当时系统提示"检测到非提瓦特元素",他只当是愚人众的邪眼实验,现在想来。。。
"托马。"他突然转身,"去天守阁顶楼,把神里家这月的情报汇总拿来。"少年应了声"是",转身时靴跟在石板上磕出清脆的响,像是敲在两人紧绷的神经上。
影的振袖扫过石桌,案上的糖画纸包被带得翻了个身,蜜色糖渣撒在信笺残片上,像血里融了蜜。
她突然抓起薙刀往地上一拄,刀身震得石屑飞溅:"你早知道?"
"知道什么?"林砚抬头,看见她眼底的紫电里浮着水光,"知道自己可能是降临者?"他扯了扯嘴角,"我连系统怎么来的都不清楚,哪敢妄断身份。"
影的刀尖陷进石缝里。
她忽然伸手揪住他衣领,力道大得几乎要扯断盘扣:"那你刚才为什么不躲?"雷元素顺着她的指尖窜进林砚血管,烫得他喉间发苦,"如果这信是陷阱,如果里面有。。。有能杀死你的东西。。。"
"因为是凌华的人截的。"林砚握住她揪着自己的手,把她的指尖按在自己心口,"她的情报网比稻妻的雷暴还严密,要是有危险,她早该在信里夹株清心提醒了。"
影的呼吸突然乱了。
她望着他眼底的笃定,喉结动了动,最终把脸埋进他肩窝。
雷纹在两人身周渐弱,变成细碎的电弧,像流萤落在振袖上:"我讨厌这种。。。不确定的感觉。"她的声音闷在他颈侧,"真走的时候,我也这么慌过。"
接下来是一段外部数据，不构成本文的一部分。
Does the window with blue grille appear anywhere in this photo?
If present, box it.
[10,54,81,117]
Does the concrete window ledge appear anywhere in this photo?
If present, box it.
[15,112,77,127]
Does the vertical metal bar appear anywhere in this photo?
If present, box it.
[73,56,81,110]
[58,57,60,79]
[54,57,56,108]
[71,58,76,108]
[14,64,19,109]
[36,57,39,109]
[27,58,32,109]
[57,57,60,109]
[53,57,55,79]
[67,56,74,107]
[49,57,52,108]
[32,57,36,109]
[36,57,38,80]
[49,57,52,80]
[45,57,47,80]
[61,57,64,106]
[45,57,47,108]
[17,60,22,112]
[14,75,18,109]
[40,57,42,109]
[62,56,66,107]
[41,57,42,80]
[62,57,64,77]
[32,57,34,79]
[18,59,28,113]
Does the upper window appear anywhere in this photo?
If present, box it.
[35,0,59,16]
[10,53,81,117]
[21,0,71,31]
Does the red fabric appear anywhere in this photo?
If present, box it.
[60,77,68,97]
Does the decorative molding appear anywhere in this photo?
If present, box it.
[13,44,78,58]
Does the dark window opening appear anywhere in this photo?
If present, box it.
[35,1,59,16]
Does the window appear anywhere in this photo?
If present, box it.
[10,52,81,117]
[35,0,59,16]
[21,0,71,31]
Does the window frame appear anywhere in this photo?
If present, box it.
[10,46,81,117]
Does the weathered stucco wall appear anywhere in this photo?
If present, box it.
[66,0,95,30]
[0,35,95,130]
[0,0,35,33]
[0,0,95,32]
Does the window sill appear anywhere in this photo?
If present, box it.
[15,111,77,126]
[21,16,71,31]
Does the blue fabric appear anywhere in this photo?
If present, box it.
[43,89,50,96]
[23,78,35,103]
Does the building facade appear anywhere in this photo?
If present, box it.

林砚的手指轻轻抚过她后颈的发,那里有道极浅的疤,是五百年前她替真挡刀时留下的。"等璃月稳了,我们就去层岩巨渊。"他贴着她发顶说,"不管里面藏着什么,我带着你的护符,带着纳西妲的记忆权柄,还带着。。。"他顿了顿,"带着影的刀。"
系统提示音适时响起:"与雷电影羁绊值提升至89%,权柄共鸣强度+40%。
解锁被动技能:雷暴共鸣(可免疫70%雷元素伤害,对非提瓦特元素伤害抗性+20%)。"
这时托马抱着一摞羊皮卷冲进密室,发梢还沾着夜露:"影大人,林先生,神里小姐的情报说。。。层岩巨渊的矿脉裂隙,今夜子时突然有新的异动。
千岩军的探路队回报,裂隙深处传来类似。。。类似神之心共鸣的震动。"
林砚的瞳孔骤然收缩。
他抓起案上的雷纹护符套在腕间,又把影的薙刀塞进她手里:"去码头,调三艘雷樱木船。"他转头看向影,后者已将振袖束得利落,雷纹在瞳孔里凝成实质,"你留着守天守阁,我带刻晴的千岩军先去层岩。"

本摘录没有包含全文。